I met the group of ladies I was going to tour Egypt with during our transit to Cairo from Kuwait. From the word go, they were charming, kind and loving. The initial nerves and qualms that I had about meeting strangers fizzed out within the first few minutes of chatting with them. It was like being amidst family, despite being far away from the real ones we had. Throughout the trip, there was endless laughter, banter, joking, dancing and fun with these wonderful travel companions. Together, we visited the Giza complex and the magnificent Pyramids, walked into the King's chambers (at the heart of Khufu's pyramid) and marveled at the culture and history that the ancient Egyptians have left behind for the generations to come. Egypt is indeed the cradle of civilization and there's no denying it when you've been there yourself. The visit to the King's inner chambers within the pyramid is an unparalleled experience. Walking/ semi-crouching/ climbing/ plodding through the dank, narrow passage into the high-ceiling King's chamber was worthy of the steep, ascent uphill to reach the sweet spot. There is a calm aura within that captivates you when you're there. I felt goosebumps when my palm slid across the walls of this chamber. So that's how it is, visiting the heart of the pyramid! 

Saba Alkhyr, Egypt! =)

Whichever direction you turn your head to, Egypt provides so much ancient heritage and history that's hard to digest in one visit. Perhaps.. Just perhaps.. One trip is not enough for a country as marvelous as Egypt. I felt this sentiment with strong certainty when we visited the Cairo Museum, home for olden days' artifacts and ancient treasures (special shout-out to Tutankhamun's discovered antiquities from the Valley of Kings), the rich sculpted work and carvings in the temples of Abu Simbel, Philae, Kom Ombo, Edfu, Luxor, Hatshepsut and Karnak. Clearly, these kings had GRAAAAAND vision about after-life and wanted to let their enemies know they were strong and mighty. "Don't mess with me, I'm a powerful king" - this is what each royal heir to the throne conveyed to their arch rivals through the sheer size and splendor of these temples. If the ancient history wasn't overwhelming us enough, the sights, sounds and scenes of the modern-day Egypt bewitched us. Be it shopping for fine linens and cottons at Cairo, the perfumes in Aswan, the papyrus and Alabaster of Luxor, or for that matter - some good old Indian style bargain-and-buy in the souks of Khan El-Khalili, Spice markets of Aswan known for its spices, condiments and dates and the Luxor flea market where one could pick up ALL sorts of trinkets and sounvenirs.. One just cannot have enough of Egypt from the past and present era!

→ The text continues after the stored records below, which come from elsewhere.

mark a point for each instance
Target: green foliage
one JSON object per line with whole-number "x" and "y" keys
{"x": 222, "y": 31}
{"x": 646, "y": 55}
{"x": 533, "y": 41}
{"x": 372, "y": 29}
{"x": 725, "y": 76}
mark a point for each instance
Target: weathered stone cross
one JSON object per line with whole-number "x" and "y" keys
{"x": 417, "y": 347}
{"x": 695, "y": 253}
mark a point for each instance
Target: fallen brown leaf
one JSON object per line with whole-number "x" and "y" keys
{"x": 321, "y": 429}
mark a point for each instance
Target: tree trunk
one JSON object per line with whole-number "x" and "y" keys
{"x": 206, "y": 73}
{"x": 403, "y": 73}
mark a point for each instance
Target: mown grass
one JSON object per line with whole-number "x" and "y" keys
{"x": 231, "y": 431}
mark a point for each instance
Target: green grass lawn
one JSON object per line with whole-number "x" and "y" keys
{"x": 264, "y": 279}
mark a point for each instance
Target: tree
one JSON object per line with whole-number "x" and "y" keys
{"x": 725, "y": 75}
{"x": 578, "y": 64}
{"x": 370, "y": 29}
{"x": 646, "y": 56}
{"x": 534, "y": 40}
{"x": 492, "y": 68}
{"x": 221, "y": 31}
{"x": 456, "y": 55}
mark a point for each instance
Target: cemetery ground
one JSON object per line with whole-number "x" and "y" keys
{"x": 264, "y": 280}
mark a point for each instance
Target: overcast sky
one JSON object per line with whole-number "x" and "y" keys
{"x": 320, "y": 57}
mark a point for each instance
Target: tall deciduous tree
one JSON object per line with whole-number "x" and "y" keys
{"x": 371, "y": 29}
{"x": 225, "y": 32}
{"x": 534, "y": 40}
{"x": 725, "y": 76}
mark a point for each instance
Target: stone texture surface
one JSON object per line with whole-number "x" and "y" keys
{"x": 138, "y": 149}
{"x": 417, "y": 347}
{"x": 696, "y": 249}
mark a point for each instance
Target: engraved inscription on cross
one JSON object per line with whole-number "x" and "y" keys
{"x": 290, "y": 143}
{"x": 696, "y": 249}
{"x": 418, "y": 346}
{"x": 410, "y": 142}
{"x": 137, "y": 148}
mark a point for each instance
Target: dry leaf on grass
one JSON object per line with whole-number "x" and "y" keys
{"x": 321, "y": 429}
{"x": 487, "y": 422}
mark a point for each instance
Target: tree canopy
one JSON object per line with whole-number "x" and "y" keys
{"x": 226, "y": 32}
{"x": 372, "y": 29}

The bonding with the group - by this I mean all the awesome ladies, the local guide with his extremely cute landing tone and the fabulous, sassy Ten-plus-One group leader - intensified as we went cruising along River Nile with the stars shooting above our heads as we sat sipping our drink on the deck, during the Felucca ride with some karaoke fun and dancing as we got introduced to the taste of Ouzo en-route a farewell bash at Fella, some leg-shaking fun at Fella as we watched and joined the dancers perform Belly Dancing, Whirling Dervish and other traditional dance forms of Egypt, and as we shared some namkeen and the foot-tapping Desi music during our long, arduous ride across the Sahara desert to the Abu Simbel. We got a glimpse of the humble, inviting Nubian household open for its guests, as we dined with them prior to the visit to Abu Simbel. I cannot miss to mention the hot-air balloon experience at Luxor, where we floated above the Valley of Kings (which we visited later that day) and the temple of Queen Hatshepsut (or simply, Hot chicken soup!). The arid desert sands, laid in parallel with the lush greenery of Luxor's agricultural lands, next to the serene alluring River Nile flowing by quietly - all these seen as three parallel strips and seen from a bird's eye view was a glorious spectacle. As if this wasn't enough for our senses to absorb, the sunrise came by quietly and presented to us a pristine sight to behold. I had never witnessed a sunrise so picturesque as this before, suspended high above the ground. Lo and behold, you sublime beauty!

Witnessing a beautiful sunrise from the hot-air balloon! 

The visit to the Valley of Kings deserves a mention for its grandeur and architectural brilliance. The avenue of tombs laid out as an organized underground labyrinth for the exalted royal families, marked as their final resting place takes your breath away, quite literally. The intricate carvings, the paintings, the charms and offerings painted across the wall as you traverse these passages leave you lost for words to express your awe. As of date, sixty-six tombs have been discovered and the Egyptian Archaeological department is pursuing relentlessly in its endeavor to unearth more riches that may lie undiscovered within this mysterious mountain valley. Now, touching upon the gastronomical delights that Egypt offered to us bemused travellers: Of pita breads with its assortment of dips - hummus, baba ghanoush, and yogurt with cucumber (quite a standard appetizer), the hawawshi and tamia, shawermas (quite unlike the ones which are prepared in India. The Arabian ones are dry with little or no mayo), well-cooked and skewered meats and gravies served with a side of sticky rice, baked, mashed or fried potatoes, and finally the helpings of Umm Ali, traditional burfi-like sweets or fruits like orange, bananas, dates or cantaloupes to top off a wonderful meal.. I can literally feel the flavors rolling my tongue as I type this. Oh, how could I miss the Turkish coffee which flowed freely across the caf├ęs, along with the assorted flavors of sheeshas you could try?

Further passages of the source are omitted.